NIH awards grant to Temple professor to develop an app for incarcerated Philadelphia women
Sarah Bauerle Bass and her team intend for the app to improve HIV prevention and substance use treatment access for incarcerated women in Philadelphia.
The National Institutes of Health (NIH) has awarded Sarah Bauerle Bass, professor of public health in social and behavioral sciences and director of the Risk Communication Laboratory, a three-year $754,000 grant for the development and pilot testing of a new web-based application that improves HIV prevention and substance use treatment access for incarcerated women in Philadelphia.
Bass and her team—including Professor of Criminal Justice Steven Belenko and Associate Professor in Epidemiology and Biostatistics Jingwei Wu, both Temple faculty—will work in collaboration with University of Pittsburgh faculty member Emily Dauria.
“We’re thrilled that NIH recognized this is an innovative way to focus on a population that, especially in HIV-related work, has not been focused on,” said Bass. “Other populations tend to get the lion’s share of the funding for HIV prevention. Focusing on these vulnerable women is super important, and we’re glad we have that ability with this grant.”

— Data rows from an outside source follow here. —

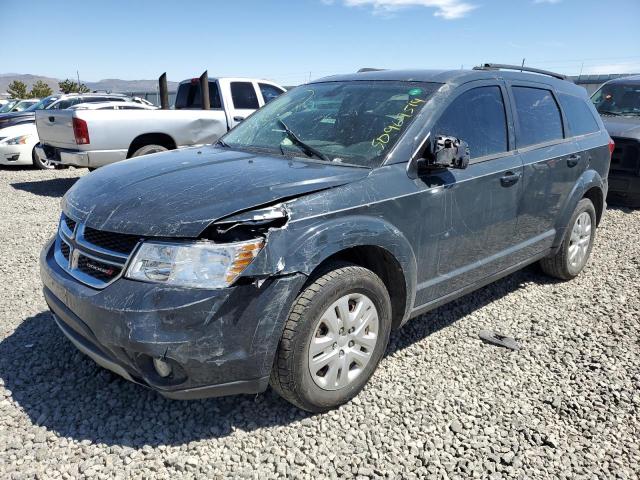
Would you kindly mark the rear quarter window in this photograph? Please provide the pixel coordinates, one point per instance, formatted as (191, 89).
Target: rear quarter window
(269, 92)
(579, 115)
(189, 96)
(244, 95)
(539, 117)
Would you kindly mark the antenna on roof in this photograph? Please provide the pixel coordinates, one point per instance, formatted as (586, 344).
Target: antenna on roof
(522, 68)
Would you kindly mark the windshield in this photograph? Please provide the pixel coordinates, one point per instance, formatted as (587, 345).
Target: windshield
(354, 122)
(618, 99)
(42, 104)
(8, 106)
(22, 105)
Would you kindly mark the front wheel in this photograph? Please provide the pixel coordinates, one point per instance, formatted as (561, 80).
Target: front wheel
(335, 336)
(576, 246)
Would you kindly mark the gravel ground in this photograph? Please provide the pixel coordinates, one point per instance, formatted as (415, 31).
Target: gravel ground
(441, 405)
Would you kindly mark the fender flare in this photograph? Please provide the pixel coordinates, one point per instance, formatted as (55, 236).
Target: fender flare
(588, 180)
(300, 247)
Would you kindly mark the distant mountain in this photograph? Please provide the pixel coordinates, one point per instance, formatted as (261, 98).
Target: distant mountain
(109, 84)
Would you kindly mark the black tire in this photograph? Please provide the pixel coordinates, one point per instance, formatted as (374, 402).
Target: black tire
(559, 264)
(291, 376)
(38, 164)
(147, 149)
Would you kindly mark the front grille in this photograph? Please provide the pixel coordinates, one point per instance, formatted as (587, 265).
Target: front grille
(626, 156)
(65, 249)
(94, 257)
(97, 269)
(118, 242)
(71, 224)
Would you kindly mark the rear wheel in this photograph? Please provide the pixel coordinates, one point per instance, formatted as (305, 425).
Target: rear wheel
(576, 246)
(40, 164)
(147, 149)
(335, 336)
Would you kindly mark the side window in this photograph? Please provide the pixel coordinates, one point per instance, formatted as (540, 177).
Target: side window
(478, 117)
(64, 104)
(538, 116)
(269, 92)
(579, 116)
(189, 96)
(244, 95)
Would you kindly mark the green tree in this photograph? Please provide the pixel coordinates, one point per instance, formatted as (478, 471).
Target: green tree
(69, 86)
(17, 89)
(40, 90)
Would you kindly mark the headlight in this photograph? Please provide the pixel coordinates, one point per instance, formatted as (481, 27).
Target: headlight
(200, 264)
(17, 140)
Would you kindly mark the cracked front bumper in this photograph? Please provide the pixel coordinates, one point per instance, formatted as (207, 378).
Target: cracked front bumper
(218, 342)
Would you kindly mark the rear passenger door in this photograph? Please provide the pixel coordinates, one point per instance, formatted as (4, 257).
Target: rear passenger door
(552, 164)
(482, 200)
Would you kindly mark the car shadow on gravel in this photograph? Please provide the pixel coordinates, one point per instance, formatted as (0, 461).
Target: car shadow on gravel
(435, 320)
(60, 389)
(54, 187)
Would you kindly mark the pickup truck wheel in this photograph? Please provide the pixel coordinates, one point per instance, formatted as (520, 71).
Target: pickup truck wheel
(39, 164)
(335, 336)
(576, 246)
(147, 149)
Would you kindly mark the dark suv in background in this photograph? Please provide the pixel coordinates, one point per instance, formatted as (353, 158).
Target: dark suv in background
(618, 102)
(286, 253)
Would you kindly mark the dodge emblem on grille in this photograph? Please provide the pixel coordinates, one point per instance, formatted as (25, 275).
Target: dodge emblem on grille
(73, 259)
(106, 271)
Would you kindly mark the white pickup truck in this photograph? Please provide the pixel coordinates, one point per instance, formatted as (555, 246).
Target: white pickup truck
(93, 138)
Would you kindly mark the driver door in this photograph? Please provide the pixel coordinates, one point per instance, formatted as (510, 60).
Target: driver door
(481, 204)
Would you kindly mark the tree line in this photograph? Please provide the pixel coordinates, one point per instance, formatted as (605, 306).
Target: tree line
(18, 89)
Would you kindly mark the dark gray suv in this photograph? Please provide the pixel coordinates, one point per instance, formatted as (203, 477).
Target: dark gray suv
(287, 252)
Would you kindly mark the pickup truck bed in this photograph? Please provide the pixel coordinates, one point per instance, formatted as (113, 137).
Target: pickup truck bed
(115, 135)
(93, 138)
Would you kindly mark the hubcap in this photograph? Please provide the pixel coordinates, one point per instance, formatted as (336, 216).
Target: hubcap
(580, 240)
(343, 341)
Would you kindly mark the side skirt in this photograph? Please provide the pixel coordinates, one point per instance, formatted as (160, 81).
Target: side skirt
(474, 286)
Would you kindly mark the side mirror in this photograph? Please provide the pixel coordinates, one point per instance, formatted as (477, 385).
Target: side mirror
(449, 152)
(445, 152)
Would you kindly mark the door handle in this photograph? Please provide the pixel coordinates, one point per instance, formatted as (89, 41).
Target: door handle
(509, 179)
(572, 160)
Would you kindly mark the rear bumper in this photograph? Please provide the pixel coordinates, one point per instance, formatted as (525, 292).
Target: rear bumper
(218, 342)
(77, 158)
(15, 155)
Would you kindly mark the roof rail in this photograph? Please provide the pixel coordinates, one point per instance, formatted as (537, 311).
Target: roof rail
(500, 66)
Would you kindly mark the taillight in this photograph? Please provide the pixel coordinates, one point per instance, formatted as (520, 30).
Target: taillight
(81, 131)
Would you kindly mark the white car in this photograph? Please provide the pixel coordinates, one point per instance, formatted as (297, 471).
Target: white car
(17, 143)
(113, 106)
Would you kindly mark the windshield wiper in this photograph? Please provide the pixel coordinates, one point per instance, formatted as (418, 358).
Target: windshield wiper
(310, 151)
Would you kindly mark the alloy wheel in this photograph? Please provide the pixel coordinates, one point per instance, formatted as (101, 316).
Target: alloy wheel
(343, 341)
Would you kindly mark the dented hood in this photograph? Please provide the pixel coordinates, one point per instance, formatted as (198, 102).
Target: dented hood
(178, 194)
(625, 127)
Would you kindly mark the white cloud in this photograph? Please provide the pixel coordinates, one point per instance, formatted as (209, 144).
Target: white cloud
(447, 9)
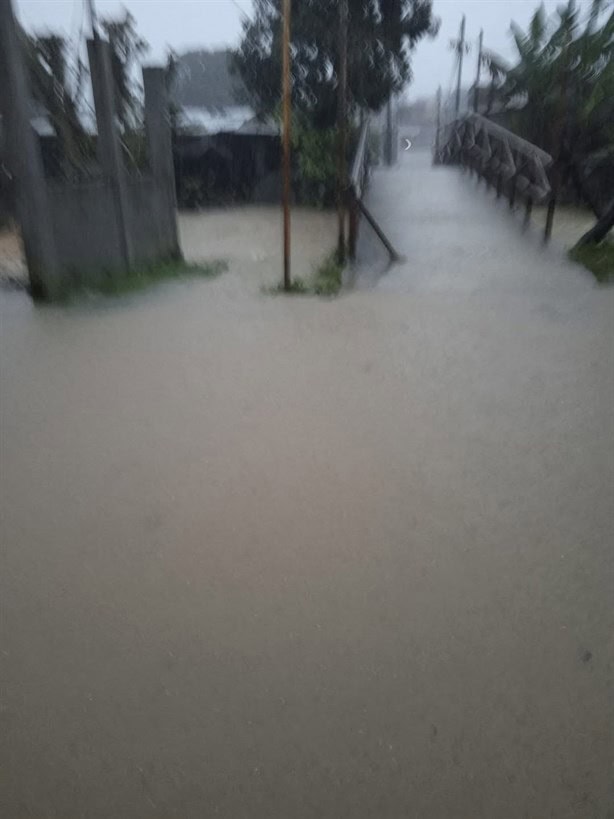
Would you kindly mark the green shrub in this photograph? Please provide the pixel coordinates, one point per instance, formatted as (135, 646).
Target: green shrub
(316, 165)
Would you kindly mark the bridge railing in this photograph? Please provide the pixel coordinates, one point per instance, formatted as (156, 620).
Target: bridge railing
(515, 167)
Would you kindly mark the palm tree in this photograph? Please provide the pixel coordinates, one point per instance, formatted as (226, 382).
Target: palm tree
(561, 92)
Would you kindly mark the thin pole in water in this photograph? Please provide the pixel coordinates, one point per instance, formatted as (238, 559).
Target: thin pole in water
(286, 104)
(461, 54)
(342, 128)
(93, 19)
(477, 78)
(438, 125)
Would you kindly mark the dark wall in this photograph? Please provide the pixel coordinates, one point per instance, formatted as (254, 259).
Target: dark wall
(225, 168)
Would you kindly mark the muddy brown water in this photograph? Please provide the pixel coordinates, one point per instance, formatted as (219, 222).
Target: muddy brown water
(286, 557)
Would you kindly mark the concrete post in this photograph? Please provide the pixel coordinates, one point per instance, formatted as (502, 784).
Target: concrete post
(159, 143)
(25, 163)
(109, 146)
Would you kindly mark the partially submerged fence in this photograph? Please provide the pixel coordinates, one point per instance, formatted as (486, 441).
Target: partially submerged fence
(515, 167)
(359, 176)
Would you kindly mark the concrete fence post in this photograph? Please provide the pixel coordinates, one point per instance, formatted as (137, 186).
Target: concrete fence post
(109, 147)
(160, 143)
(25, 163)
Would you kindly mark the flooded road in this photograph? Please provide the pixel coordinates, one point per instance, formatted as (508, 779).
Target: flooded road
(287, 557)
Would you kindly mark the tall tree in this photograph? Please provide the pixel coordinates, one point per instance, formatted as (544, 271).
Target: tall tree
(381, 36)
(127, 46)
(57, 83)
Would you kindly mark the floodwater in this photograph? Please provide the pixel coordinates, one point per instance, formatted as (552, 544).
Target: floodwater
(290, 557)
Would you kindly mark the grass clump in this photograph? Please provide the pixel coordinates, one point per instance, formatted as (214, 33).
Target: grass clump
(139, 278)
(597, 258)
(326, 280)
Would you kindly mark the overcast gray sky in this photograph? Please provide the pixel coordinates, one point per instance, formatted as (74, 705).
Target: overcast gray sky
(185, 24)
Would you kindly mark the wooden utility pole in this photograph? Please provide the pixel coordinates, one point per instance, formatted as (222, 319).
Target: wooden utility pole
(286, 104)
(461, 54)
(476, 95)
(93, 19)
(342, 127)
(438, 124)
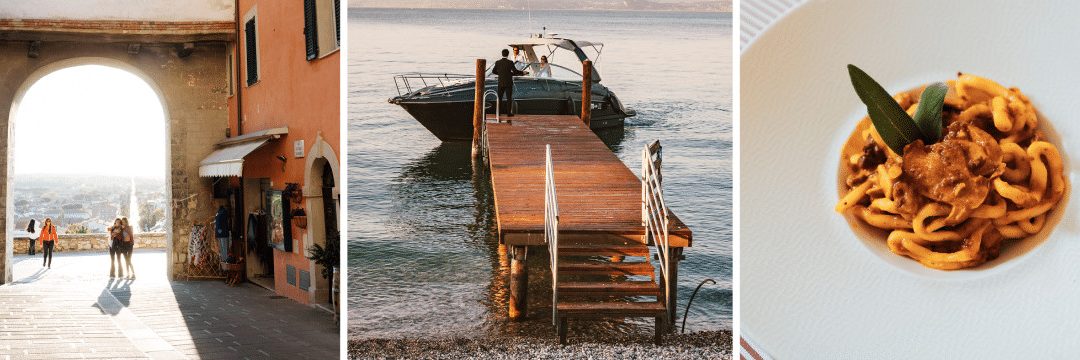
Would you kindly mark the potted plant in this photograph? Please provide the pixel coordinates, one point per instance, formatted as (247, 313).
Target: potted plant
(328, 256)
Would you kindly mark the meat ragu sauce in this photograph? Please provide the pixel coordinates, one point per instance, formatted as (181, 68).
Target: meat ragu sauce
(934, 189)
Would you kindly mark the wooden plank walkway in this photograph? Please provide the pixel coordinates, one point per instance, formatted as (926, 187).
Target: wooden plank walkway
(597, 194)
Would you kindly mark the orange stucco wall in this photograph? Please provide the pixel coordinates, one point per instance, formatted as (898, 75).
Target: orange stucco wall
(292, 92)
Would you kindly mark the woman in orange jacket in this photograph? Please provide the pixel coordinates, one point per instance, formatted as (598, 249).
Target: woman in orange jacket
(48, 241)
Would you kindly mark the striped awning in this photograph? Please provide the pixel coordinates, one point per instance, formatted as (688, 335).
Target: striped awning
(229, 160)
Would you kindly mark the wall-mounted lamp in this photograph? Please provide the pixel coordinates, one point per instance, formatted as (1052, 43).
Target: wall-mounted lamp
(34, 50)
(283, 160)
(185, 50)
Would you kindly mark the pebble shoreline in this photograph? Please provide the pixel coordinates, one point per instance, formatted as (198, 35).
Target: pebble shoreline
(698, 345)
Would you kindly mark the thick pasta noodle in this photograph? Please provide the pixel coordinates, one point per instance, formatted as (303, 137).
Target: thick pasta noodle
(952, 204)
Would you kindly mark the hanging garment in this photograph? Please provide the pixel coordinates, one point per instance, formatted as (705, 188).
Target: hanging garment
(198, 244)
(252, 232)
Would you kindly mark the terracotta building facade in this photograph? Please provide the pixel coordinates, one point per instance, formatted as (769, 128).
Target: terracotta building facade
(278, 172)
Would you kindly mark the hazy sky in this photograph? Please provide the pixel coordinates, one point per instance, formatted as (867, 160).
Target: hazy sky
(90, 120)
(390, 2)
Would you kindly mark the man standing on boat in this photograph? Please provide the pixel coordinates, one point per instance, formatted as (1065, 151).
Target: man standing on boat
(505, 69)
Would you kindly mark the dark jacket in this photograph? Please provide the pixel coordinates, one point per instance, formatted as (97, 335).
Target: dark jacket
(221, 223)
(504, 68)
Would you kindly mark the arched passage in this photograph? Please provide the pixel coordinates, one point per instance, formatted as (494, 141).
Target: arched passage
(192, 91)
(321, 198)
(96, 121)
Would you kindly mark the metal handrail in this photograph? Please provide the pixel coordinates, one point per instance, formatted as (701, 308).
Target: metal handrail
(655, 210)
(496, 94)
(551, 231)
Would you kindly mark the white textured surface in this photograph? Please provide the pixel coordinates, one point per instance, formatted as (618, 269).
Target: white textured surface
(119, 10)
(757, 15)
(809, 287)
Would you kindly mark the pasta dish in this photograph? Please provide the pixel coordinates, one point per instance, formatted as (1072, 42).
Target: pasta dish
(950, 204)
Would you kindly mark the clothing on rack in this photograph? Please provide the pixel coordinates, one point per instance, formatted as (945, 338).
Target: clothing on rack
(198, 244)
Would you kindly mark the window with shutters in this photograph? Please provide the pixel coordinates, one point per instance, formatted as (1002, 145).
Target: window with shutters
(230, 67)
(252, 48)
(322, 32)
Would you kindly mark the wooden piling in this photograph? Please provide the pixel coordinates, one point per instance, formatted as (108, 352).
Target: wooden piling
(518, 283)
(586, 92)
(478, 107)
(675, 256)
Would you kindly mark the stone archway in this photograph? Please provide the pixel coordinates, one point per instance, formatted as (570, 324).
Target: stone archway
(192, 91)
(319, 159)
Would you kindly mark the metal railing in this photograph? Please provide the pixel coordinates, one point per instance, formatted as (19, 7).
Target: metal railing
(551, 231)
(496, 94)
(426, 79)
(655, 211)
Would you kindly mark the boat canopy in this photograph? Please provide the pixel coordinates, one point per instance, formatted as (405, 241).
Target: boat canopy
(565, 43)
(531, 60)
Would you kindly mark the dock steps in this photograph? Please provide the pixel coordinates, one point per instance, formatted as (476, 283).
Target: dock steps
(603, 250)
(609, 289)
(589, 309)
(595, 282)
(581, 268)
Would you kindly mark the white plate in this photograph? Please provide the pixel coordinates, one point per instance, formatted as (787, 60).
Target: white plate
(809, 285)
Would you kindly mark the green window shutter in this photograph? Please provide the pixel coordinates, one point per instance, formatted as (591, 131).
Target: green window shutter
(253, 64)
(337, 20)
(310, 29)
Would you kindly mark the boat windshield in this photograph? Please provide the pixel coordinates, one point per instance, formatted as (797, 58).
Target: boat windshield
(565, 56)
(555, 71)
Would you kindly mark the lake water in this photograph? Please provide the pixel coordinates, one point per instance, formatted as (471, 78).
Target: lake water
(422, 254)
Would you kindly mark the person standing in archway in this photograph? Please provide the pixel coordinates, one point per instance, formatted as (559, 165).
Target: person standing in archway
(48, 242)
(129, 245)
(116, 248)
(31, 228)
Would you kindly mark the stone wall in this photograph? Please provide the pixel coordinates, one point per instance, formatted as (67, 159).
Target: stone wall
(93, 242)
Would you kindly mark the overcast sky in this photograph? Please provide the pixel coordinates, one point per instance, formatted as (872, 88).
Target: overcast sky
(90, 120)
(450, 3)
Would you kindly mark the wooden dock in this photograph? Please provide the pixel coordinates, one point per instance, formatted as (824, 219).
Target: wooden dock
(595, 228)
(597, 194)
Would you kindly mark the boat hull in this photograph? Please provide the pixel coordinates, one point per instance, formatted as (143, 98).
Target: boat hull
(453, 121)
(447, 111)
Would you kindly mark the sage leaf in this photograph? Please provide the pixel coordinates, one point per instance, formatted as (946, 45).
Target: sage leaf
(928, 116)
(892, 122)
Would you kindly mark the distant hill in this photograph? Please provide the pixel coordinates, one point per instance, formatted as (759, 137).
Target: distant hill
(694, 5)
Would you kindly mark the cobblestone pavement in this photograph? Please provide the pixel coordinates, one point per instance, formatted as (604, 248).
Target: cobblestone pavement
(75, 310)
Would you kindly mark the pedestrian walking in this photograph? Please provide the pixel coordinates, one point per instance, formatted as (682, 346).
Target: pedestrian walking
(31, 228)
(48, 242)
(116, 248)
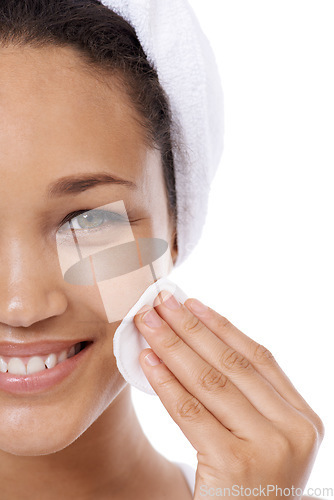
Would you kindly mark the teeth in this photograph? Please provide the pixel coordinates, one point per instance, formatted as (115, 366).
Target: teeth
(71, 352)
(62, 356)
(16, 366)
(3, 365)
(35, 364)
(51, 361)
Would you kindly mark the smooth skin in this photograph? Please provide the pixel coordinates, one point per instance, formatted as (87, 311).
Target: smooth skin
(230, 398)
(82, 439)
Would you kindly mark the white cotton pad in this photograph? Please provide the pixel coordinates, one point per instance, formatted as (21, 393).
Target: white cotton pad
(129, 342)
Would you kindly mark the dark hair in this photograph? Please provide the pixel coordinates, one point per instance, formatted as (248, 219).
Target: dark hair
(106, 42)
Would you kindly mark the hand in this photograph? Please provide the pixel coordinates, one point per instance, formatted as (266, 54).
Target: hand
(231, 399)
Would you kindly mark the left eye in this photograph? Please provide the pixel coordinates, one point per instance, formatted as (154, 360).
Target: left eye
(91, 220)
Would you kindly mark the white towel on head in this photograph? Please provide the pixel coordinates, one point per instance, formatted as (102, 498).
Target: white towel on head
(128, 342)
(177, 48)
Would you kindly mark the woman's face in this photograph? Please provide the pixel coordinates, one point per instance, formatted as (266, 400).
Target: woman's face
(56, 121)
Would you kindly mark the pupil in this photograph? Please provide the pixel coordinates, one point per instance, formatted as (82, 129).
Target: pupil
(90, 220)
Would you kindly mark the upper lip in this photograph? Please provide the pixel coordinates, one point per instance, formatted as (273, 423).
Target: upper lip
(36, 348)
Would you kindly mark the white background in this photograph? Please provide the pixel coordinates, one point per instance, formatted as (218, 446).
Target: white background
(265, 259)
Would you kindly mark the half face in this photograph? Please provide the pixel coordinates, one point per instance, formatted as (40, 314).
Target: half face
(69, 144)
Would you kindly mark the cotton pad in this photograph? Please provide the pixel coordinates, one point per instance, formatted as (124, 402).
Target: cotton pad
(129, 342)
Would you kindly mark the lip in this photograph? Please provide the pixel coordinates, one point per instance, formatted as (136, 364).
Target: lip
(44, 380)
(36, 348)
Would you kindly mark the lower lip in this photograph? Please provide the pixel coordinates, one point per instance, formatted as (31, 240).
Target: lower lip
(41, 381)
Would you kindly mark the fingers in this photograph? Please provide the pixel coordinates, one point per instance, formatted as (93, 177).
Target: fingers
(188, 413)
(222, 365)
(198, 377)
(260, 357)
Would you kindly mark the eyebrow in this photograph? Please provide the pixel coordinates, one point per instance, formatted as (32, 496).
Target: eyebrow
(73, 184)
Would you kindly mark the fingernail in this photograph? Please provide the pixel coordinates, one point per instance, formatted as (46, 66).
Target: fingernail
(152, 319)
(151, 359)
(167, 299)
(197, 306)
(144, 309)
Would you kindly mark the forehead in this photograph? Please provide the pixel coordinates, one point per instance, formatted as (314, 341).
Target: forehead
(58, 118)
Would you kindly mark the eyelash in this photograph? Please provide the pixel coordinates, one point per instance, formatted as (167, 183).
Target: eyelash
(120, 218)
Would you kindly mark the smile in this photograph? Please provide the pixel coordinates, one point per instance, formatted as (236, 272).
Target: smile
(37, 372)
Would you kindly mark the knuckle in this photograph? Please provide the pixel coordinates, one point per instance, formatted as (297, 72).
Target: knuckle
(320, 427)
(212, 379)
(165, 382)
(241, 459)
(262, 355)
(233, 360)
(280, 447)
(191, 325)
(189, 408)
(172, 342)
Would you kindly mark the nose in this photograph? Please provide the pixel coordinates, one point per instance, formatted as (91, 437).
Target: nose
(30, 284)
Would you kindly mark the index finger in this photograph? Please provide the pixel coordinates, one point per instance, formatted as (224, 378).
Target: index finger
(261, 358)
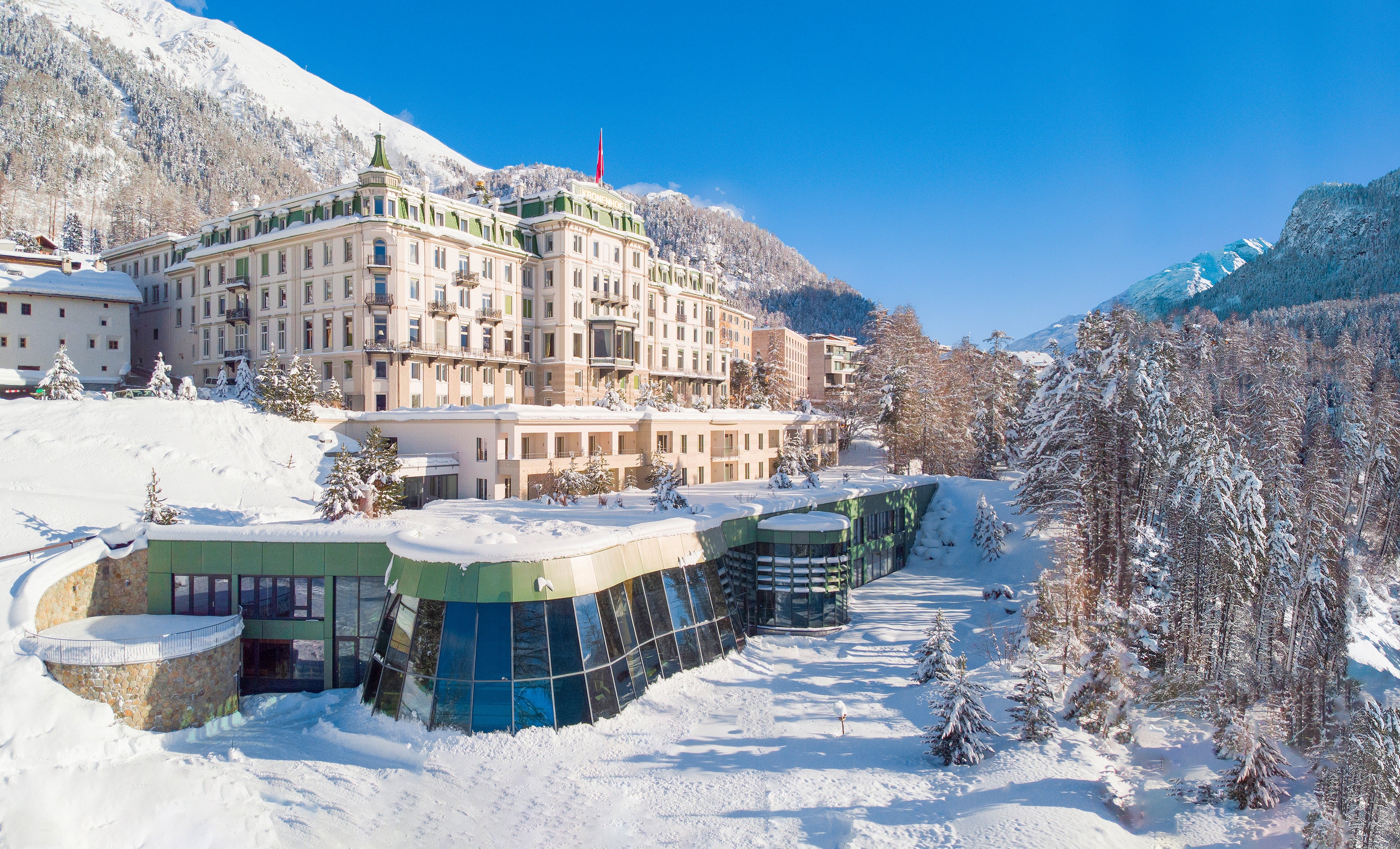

The app will have various functions, such as linking women as they leave the carceral system to the researchers’ community partner Philadelphia FIGHT’s Jonathan Lax Treatment Center for access to medications. These medications include methadone, buprenorphine and VIVITROL for opioid use disorder as well as pre-exposure prophylaxis (PrEP) for those at risk of HIV. Additionally, the app will provide information about these medications such as how to take them and their side effects. There will be a chat feature in which the women can offer peer support to one another, and staff will be able to send appointment and medication reminders, too. The women can also message their contact at FIGHT with questions or concerns.
The first year of the project—called PA-LINKS—will be dedicated to getting feedback about barriers to gaining access to and staying on this kind of medication from women who have been incarcerated and may be at risk of HIV or overdose. In the second year, with help from Pittsburgh-based software company NuRelm, the app will be developed, and concept testing and usability testing will be done. In the third and final year of the grant, the researchers will pilot the intervention. “We think this project has the potential to be larger,” said Bass. “Hopefully we get good results so that we can expand it statewide or nationally.”
Both Bass and Dauria have worked on other studies with similar populations of women and decided to pursue this particular research project after meeting virtually during COVID-19 on an American Public Health Association panel. Bass also has experience in health communication work and using technology to make decisions around health-related issues.
The ultimate goal of the app is to make the potentially life-saving resources accessible to these women. “Some people believe these vulnerable populations won’t use this technology, but I don’t think that’s true,” said Bass. “I think we just have to do it in a way that makes sense for people because not everyone has the latest smartphone or all of the technology others have. It’s about understanding how vulnerable populations can and would access technology and creating it so that it works for them.”
Another goal of the project is to create partnerships between Temple’s College of Public Health and community-based agencies providing services to these vulnerable populations. “We want to make sure our partners know that we’re not competing with them but trying to enhance their services,” said Bass. “We’d like for people to continue using the app after the grant is over.”